Turkish sociologist says Ankara is against Kurds, not terrorism
ERBIL - Renowned author and sociologist İsmail Beşikçi told Kurdistan 24 on Wednesday that, although Turkey claims it is not against ethnic Kurds, it is in reality opposed to Kurdish accomplishment and intends to actively decrease the Kurdish population in northern Syria.
Beşikçi, who spent over 17 years in a Turkish jail for advocating for Kurdish rights in Turkey, made the comments during a seminar at the University of Kurdistan Hewler (UKH), located in the capital of the Kurdistan Region.
“Turkey’s official policy was that the Kurds should not have any achievements during the developments in Syria,” he said.
On Oct. 9, Ankara launched its “Operation Peace Spring” in northern Syria against the Kurdish-led Syrian Democratic Forces (SDF). Ankara considers a key component of the SDF, the Kurdish People’s Protection Units (YPG), to be the Syrian branch of the Kurdistan Worker’s Party (PKK) and designates both as terrorist organizations. The SDF denies links to the PKK and has accused Turkey of cooperating with the Islamic State.
The PKK is an armed group formed by Kurds in Turkey after decades of state repression to fight for expanded rights and has fought in a decades-long conflict with the Turkish military.

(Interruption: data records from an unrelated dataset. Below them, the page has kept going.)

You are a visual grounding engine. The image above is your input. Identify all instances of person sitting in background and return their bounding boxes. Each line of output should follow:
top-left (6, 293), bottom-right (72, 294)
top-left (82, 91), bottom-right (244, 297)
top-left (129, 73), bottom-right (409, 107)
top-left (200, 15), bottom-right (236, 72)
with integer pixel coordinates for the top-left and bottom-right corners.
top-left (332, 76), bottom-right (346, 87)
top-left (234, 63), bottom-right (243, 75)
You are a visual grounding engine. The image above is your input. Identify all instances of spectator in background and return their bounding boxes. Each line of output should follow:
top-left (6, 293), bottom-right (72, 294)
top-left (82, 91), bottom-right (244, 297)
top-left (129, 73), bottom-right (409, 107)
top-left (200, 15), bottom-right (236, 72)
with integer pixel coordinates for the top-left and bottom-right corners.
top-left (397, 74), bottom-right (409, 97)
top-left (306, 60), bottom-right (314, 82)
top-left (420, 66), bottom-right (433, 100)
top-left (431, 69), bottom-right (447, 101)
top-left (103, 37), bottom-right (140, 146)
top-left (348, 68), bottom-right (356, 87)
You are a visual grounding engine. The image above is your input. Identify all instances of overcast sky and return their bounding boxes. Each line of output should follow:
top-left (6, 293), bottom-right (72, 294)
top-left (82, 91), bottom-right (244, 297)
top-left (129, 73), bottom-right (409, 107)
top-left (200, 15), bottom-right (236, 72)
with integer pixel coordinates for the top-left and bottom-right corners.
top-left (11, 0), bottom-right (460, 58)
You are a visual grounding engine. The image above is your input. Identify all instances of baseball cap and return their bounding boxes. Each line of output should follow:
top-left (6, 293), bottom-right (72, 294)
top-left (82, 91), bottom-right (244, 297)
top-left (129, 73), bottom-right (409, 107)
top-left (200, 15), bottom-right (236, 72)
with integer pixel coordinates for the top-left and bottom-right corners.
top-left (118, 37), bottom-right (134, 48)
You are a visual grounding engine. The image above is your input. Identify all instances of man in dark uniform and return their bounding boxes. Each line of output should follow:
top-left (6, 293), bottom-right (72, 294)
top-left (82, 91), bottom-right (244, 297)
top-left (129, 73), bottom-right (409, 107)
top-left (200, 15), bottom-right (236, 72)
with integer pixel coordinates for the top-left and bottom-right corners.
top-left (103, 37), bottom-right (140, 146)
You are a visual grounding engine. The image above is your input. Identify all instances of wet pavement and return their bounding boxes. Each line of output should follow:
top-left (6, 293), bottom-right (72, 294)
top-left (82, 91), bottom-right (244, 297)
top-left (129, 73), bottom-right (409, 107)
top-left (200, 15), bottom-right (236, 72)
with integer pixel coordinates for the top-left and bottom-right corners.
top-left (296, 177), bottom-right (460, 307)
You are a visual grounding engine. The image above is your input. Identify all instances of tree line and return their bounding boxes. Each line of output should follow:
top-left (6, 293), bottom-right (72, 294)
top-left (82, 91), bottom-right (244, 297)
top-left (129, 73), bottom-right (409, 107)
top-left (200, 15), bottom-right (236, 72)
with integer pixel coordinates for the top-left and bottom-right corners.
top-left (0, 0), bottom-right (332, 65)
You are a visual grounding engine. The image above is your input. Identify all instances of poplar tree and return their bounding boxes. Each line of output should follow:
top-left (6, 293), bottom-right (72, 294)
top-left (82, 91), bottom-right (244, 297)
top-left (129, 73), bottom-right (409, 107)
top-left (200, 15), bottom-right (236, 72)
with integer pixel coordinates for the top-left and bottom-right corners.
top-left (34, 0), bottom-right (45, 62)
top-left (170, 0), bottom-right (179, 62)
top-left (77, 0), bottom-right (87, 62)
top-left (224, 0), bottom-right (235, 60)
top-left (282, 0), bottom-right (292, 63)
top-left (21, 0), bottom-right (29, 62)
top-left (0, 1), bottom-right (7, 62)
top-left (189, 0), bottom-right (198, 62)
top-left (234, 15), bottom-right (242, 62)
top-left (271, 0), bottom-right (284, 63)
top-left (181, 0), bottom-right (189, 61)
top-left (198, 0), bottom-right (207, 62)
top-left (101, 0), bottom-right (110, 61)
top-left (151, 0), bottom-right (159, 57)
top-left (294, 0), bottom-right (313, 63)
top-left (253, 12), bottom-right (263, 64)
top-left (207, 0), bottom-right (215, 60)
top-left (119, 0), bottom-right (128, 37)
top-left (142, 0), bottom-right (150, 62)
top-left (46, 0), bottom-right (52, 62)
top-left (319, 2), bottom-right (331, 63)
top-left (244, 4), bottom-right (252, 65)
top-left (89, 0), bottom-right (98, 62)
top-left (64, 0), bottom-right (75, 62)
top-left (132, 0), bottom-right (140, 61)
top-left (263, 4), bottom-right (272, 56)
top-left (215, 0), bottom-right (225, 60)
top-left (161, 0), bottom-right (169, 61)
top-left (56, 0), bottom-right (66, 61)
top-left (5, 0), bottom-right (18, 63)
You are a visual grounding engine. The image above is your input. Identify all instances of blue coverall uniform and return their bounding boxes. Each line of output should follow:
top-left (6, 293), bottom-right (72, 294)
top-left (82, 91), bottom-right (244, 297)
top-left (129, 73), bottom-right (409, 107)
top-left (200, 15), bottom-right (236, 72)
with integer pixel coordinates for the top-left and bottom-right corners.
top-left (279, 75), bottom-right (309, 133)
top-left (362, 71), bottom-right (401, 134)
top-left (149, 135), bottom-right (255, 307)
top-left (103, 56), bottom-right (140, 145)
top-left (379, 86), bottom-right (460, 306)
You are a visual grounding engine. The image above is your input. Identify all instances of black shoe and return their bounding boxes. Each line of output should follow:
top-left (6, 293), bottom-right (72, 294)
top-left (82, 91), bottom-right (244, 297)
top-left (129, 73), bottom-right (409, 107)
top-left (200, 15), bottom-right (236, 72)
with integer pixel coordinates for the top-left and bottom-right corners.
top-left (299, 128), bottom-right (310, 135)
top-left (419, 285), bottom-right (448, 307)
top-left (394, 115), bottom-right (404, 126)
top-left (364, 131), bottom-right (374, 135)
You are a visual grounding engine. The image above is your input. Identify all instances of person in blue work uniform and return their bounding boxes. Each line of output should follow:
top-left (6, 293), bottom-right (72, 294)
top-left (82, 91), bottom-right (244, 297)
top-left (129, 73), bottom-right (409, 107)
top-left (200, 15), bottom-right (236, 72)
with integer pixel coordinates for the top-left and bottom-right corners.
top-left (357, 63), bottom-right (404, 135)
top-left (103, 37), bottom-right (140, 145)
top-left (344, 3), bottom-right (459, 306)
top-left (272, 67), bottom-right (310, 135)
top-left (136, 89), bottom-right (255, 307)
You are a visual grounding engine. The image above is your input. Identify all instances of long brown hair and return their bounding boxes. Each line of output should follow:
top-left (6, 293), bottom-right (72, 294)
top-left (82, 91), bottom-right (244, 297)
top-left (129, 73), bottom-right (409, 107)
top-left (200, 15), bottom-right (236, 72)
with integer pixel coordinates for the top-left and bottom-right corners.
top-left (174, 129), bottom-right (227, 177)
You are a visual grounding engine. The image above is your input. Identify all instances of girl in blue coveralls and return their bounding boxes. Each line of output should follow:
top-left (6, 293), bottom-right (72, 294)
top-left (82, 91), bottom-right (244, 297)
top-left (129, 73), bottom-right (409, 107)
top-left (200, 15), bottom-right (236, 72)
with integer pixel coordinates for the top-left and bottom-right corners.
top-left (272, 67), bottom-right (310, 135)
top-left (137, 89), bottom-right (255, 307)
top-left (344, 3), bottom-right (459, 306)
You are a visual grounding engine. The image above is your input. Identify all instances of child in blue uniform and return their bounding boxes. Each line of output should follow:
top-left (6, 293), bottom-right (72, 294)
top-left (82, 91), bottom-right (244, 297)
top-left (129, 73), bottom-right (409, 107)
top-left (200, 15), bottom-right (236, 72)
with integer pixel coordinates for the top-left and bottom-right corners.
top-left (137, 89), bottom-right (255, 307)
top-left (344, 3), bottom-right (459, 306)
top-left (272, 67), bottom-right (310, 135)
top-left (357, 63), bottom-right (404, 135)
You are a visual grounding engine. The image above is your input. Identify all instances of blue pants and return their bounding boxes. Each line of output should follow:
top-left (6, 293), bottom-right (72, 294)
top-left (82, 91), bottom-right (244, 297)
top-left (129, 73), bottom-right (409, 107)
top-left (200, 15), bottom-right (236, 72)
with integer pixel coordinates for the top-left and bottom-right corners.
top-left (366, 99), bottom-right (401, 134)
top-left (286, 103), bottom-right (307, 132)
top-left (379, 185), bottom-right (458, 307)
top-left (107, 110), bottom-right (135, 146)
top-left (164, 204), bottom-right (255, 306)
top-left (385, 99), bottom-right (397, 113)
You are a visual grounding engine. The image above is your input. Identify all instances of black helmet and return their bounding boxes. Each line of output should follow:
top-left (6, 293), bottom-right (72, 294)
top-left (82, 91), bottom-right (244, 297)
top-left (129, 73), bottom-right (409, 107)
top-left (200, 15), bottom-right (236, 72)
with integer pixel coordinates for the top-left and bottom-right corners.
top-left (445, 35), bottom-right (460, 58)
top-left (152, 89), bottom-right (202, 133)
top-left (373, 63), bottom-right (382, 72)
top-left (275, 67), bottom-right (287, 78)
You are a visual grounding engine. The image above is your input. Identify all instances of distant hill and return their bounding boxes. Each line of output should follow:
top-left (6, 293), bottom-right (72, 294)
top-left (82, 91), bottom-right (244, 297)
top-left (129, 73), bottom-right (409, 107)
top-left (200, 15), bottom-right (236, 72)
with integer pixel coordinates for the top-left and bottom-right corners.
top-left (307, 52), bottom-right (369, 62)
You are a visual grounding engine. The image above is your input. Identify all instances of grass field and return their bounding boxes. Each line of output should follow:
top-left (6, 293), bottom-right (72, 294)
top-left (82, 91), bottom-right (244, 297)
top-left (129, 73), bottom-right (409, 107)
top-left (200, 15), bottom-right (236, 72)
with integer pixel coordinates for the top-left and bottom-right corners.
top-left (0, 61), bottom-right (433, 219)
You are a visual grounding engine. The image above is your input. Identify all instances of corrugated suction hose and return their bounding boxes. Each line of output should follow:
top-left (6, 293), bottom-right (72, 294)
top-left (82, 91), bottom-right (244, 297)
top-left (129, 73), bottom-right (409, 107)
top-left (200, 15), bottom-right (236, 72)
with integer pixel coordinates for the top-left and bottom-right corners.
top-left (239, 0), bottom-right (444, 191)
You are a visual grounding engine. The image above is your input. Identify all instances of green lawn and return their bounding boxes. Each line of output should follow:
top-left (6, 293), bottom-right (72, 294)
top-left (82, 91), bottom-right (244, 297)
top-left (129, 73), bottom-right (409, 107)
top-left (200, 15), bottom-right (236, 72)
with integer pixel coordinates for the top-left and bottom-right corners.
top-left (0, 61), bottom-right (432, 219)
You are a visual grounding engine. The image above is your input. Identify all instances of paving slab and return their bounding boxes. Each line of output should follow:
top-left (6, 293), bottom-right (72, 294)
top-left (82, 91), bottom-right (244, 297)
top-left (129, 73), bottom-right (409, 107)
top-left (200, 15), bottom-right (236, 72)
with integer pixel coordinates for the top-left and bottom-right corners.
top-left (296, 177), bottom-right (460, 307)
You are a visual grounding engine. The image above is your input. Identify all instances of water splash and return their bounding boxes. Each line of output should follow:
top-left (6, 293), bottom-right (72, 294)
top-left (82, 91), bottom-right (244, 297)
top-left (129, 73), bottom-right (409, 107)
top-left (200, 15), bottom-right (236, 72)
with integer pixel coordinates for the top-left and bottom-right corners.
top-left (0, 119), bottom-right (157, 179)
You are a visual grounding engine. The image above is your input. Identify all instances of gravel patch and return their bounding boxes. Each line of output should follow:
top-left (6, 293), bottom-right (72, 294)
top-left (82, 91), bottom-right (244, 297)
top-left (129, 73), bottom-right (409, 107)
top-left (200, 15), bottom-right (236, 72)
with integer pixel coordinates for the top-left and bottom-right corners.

“The argument that Turkey uses is that ‘we do not have an issue with the Kurds; we have issues with terror. There is an attempt to establish a terror state [in northern Syria, and we [Turkey] want to preserve Syria’s territorial unity,’” said Beşikçi.
“But in reality, they are doing exactly the opposite,” he said.
“When we look at the time when they occupied Afrin, they did similar actions to what they did with replacement of city mayors in Kurdish cities of Turkey with trustees. Through a political authority, they replaced Kurdish leaders in Afrin with appointees, and they immediately shut down [the] Ahmad Khani institution and other centers which work for Kurdish culture.”
He continued, “In general, there is a paradox between what Turkey says and what Turkey does. Their actions indicate that they are against Kurds because they have banned [the] Kurdish language and Kurdish education and prevented any cultural activity that the Kurdish people want to conduct.”
“After Afrin was occupied in 2018, Turkey turned towards eastern Euphrates and planned for a 30-km deep zone. But that was not a common interest of Russia and the United States of America. Therefore, Turkey was not able to immediately realize its plans,” he said, adding that the Kurdish areas “were occupied, the language was banned, and the names of Kurdish neighborhoods were changed. Turkey is focusing on a Turkish curriculum in areas they have occupied.”
“Hafez Assad tried to change the demography of northern Syria,” he said, referring to the former Syrian leader and father of the current president, Bashar al-Assad. “There were other attempts, too. And today, Turkey wants to complete what Hafez Assad, Nureddin al-Atassi, and others could not finish.”
Beşikçi told Kurdistan 24 after the seminar that Kurdish parties must make concessions in order to jointly work together for Kurdistan. “The Kurds are trying to preserve their Kurdish identity, and for that, they must make concessions to each other, and not for Syria, Iraq or Iran.”
Cengiz Candar, a Distinguished Visiting Scholar at Stockholm University Institute for Turkish Studies (SUITS), told Kurdistan 24 on Nov. 19 that Turkish officials are not being honest when they say that they are not against Kurds, but only against terrorism.
“So, why you are fighting with the Kurdish language then? Is [the] Kurdish language terrorism? Let us be very serious and sincere.”
“The way to do it to resolve the Kurdish question [is] to recognize that Kurds have rights and how those rights have to be implemented. You have to speak at least with their elected representatives,” he said.
Turkey, he argued, “should stop these kinds of practices and go back to the negotiation table.”